Dia sangat menyadari revolusi industri 4.0 dan society 5.0 akan mempengaruhi proses pendidikan. "Semua nanti akan bertumpu pada penggunaan teknologi informasi dan digital," sambung dia.
Salah satu wisudawan Wahyu Nurhidayat, (22), merupakan mahasiswa disabilitas (tuna daksa) di Polsa Kutoarjo jurusan D3 Teknik Informatika yang berhasil menyelesaikan studinya selama tiga tahun. "Alhamdulillah bisa lulus senang," ucapnya bersyukur.
Meski bukan menjadi yang terbaik, di tengah keterbatasannya dia berhasil menyelesaikan studinya dengan tepat waktu. Menurutnya, keterbatasan tak menghalanginya untuk terus maju.
"Setelah ini nyambi desain jadi freelancer buat mengisi kesibukan, sambil cari kerja," kata pemuda asal Desa Kesawen, Pituruh, Purworejo itu.
Dia mengaku sangat senang kuliah di Polsa Kutoarjo.
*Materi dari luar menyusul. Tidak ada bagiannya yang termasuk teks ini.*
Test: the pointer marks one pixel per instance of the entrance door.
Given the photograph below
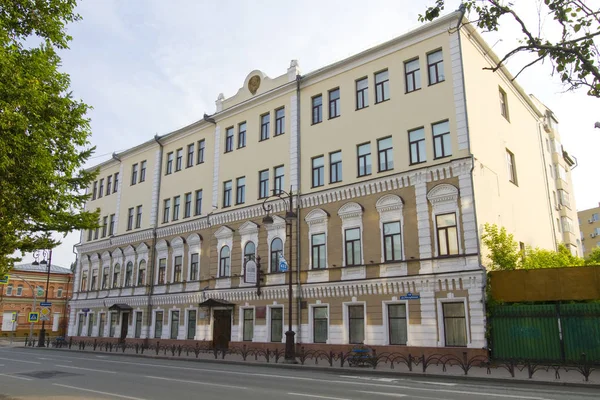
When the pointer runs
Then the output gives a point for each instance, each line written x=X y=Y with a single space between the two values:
x=124 y=325
x=222 y=329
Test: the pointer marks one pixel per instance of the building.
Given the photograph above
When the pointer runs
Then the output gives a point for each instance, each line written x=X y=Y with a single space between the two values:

Sebab, mahasiswa dan dosennya sangat solid, serta banyak membantunya selama kuliah.
"Harapannya, seteleh ini bisa membalas kebaikan orang tua yang sudah menyekolahkan saya, mengantar saya tiap hari ke kampus," harap dia.
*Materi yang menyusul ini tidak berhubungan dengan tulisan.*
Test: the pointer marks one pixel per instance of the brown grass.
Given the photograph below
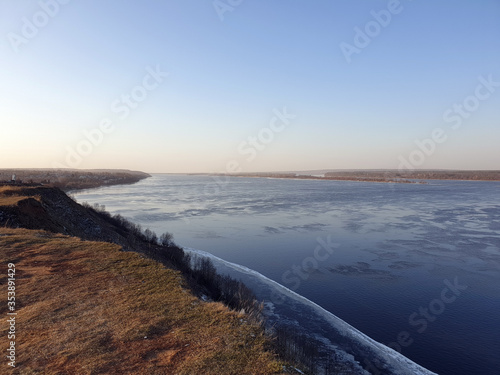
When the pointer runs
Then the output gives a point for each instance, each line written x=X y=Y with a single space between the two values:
x=89 y=308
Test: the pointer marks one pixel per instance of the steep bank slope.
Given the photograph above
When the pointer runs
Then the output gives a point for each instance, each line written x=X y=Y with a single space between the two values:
x=86 y=308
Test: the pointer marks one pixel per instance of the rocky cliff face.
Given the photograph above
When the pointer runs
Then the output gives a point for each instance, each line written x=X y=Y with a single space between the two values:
x=51 y=209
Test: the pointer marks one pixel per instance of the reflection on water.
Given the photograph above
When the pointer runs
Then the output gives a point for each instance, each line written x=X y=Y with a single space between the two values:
x=396 y=245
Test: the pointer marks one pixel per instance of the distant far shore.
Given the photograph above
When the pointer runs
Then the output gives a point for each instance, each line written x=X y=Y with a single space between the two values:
x=380 y=176
x=70 y=179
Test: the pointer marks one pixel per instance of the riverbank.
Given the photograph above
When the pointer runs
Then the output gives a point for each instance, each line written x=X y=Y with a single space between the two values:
x=71 y=179
x=83 y=305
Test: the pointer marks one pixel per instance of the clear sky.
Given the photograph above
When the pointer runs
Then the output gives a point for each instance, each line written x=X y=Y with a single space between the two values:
x=260 y=85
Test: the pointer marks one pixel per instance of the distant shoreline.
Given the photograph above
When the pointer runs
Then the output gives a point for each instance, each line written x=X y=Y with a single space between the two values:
x=378 y=176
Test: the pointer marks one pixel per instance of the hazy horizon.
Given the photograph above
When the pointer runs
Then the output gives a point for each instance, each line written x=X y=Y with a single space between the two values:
x=240 y=86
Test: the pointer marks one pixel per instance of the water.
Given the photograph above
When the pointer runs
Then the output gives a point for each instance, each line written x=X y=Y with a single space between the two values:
x=389 y=253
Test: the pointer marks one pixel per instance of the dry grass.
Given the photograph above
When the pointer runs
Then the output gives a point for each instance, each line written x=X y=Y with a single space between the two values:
x=89 y=308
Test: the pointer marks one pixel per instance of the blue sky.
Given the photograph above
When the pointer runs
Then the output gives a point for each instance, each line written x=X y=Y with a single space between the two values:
x=419 y=68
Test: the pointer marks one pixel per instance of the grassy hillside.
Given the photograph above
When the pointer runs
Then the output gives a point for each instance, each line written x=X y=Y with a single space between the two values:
x=86 y=307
Hadir dalam wisuda, Asisten Administrasi Umum Setda Purworejo Nancy Megawati Hadisusilo menyampaikan, apa yang diraih oleh para wisudawan merupakan hasil kerja keras yang memerlukan pengorbanan baik biaya, waktu, maupun pikiran.
Dengan gelar akademik yang telah diraih, para wisudawan lebih memiliki kesempatan lebih banyak untuk dapat berkiprah.
Nancy berpesan, para wisudawan merupakan generasi penerus dan kader pemimpin yang akan memikul dan meneruskan perjuangan bangsa.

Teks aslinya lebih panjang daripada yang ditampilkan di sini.